Im looking into getting a real casting rod for my casting reel ( I have been using a spinning rod which is all I have right now). If anyone has any input on this rod in particular or any suggestions for other budget minded 15'ers. I know some might say that you don't need a 15' rod but I have one currently for my Mitchell 406 and it works well for me. All input welcome.


----------



## jcallaham (Dec 13, 2009)

can,t beat em for the price,but to get real distance it's going to take more money.They don't have alot of power.

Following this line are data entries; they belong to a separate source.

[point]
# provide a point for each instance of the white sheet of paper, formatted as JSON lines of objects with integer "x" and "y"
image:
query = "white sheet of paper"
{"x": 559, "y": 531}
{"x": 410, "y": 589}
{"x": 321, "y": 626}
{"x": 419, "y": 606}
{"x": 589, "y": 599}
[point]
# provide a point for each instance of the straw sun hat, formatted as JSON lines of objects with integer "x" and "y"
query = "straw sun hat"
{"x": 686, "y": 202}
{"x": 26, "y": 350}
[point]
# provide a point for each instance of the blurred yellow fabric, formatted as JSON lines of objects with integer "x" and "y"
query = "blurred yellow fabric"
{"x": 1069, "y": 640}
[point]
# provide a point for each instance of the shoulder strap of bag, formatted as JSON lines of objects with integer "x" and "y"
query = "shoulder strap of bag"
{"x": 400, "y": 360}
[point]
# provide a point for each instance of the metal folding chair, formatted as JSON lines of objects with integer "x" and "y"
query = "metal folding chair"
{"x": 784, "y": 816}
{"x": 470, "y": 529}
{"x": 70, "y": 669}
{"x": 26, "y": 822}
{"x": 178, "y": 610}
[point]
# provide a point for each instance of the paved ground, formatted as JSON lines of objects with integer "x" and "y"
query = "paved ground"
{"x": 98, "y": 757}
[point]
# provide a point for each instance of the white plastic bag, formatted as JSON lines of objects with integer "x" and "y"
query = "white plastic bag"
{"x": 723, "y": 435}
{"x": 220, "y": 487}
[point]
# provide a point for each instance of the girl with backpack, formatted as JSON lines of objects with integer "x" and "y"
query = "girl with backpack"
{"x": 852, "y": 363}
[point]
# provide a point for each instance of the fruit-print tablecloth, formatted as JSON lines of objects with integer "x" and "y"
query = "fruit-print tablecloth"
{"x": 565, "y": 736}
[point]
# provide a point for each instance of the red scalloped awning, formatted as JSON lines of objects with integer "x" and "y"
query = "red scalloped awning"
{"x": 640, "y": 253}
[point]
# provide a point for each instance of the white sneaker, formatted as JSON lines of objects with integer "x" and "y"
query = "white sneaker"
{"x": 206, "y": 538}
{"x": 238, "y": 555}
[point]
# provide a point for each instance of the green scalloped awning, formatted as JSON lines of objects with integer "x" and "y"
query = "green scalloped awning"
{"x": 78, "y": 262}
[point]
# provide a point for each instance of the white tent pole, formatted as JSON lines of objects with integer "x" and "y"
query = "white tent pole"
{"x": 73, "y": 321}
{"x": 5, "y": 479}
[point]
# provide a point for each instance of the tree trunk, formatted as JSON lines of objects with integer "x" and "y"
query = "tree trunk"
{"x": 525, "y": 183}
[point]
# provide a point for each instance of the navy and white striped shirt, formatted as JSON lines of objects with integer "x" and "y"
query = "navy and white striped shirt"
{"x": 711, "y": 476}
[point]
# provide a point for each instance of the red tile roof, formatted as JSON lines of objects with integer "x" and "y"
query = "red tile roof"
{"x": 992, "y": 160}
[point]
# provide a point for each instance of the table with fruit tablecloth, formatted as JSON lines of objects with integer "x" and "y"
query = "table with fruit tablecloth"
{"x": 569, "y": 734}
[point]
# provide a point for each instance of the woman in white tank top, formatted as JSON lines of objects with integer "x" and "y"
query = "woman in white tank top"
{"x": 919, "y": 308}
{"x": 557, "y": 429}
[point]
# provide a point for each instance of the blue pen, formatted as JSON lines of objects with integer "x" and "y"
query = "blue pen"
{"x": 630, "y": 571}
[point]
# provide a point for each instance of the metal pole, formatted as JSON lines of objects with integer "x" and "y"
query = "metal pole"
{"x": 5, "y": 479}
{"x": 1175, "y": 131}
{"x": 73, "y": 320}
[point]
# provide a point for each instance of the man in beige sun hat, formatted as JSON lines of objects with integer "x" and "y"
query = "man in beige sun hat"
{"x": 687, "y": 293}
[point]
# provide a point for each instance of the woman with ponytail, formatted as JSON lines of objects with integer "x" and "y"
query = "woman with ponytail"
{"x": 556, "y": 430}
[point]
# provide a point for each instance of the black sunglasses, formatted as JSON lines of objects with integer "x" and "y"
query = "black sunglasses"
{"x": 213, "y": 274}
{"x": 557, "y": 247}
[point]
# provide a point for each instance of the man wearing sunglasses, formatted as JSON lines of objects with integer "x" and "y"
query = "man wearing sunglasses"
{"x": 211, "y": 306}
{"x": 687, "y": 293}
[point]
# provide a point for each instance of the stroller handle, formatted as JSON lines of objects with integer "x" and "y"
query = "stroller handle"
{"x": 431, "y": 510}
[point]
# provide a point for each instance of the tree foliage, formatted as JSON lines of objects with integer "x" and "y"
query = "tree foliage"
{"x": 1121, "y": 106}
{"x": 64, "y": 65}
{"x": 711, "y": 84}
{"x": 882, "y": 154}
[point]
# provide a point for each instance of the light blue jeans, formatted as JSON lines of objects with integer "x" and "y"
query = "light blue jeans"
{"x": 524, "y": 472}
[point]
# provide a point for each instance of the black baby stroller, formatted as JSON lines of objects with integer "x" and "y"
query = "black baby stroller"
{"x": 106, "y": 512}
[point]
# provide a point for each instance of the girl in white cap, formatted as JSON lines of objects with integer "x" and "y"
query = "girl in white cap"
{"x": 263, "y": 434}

I am planing on fishing tommorrow EOP , lets sling some lead. Look for a white tundra with white shell.


----------



## Ivarie (Mar 2, 2010)

Ocean Master rods are good bang for the buck. How far are you looking to toss?


----------



## blackbeard (Mar 24, 2009)

I guess as far as distance goes the answer would be as far as I need to. Sometimes in the early morning I am a little hesitant to wade out to the first bar to get a good deep cast so if practicing longer casting with the right equipment can keep me dry when I dont want to wade out then it seems like it would be a good setup.


----------



## Ivarie (Mar 2, 2010)

Best bang for your buck possible? Pick up a Penn 525 Mag and you can interchange that reel with your spinning reel on this rod: http://www.torquedsolutions.com/fishingflea/ItemFS.aspx?item=-51490186

Get the OM12SSM. It's a 12ft rod capable of throwing 3-6oz of weight. Load it up with 17lb Suffix Tritanium line. And remember to have a shockleader of 10lb test per ounce of weight that you throw. I usually throw 4oz with this rod and can consistently reach the distances that I need to. This is the easy BassPro solution.


----------



## jcallaham (Dec 13, 2009)

Dittos to Ivaries idea sounds like a really good deal. Check out Peir and surf.com distance casting, there are some great posts on this subject.


----------



## RickD (Jul 28, 2009)

I also have the OM 12 footer paired with a Daiwa Saltist.........love it......prior to the OM rod, I was using a 15 footer.....nice rod, but couldn't compare to the power the OM has..........I have been really impressed with the OM series of rods from bass pro


----------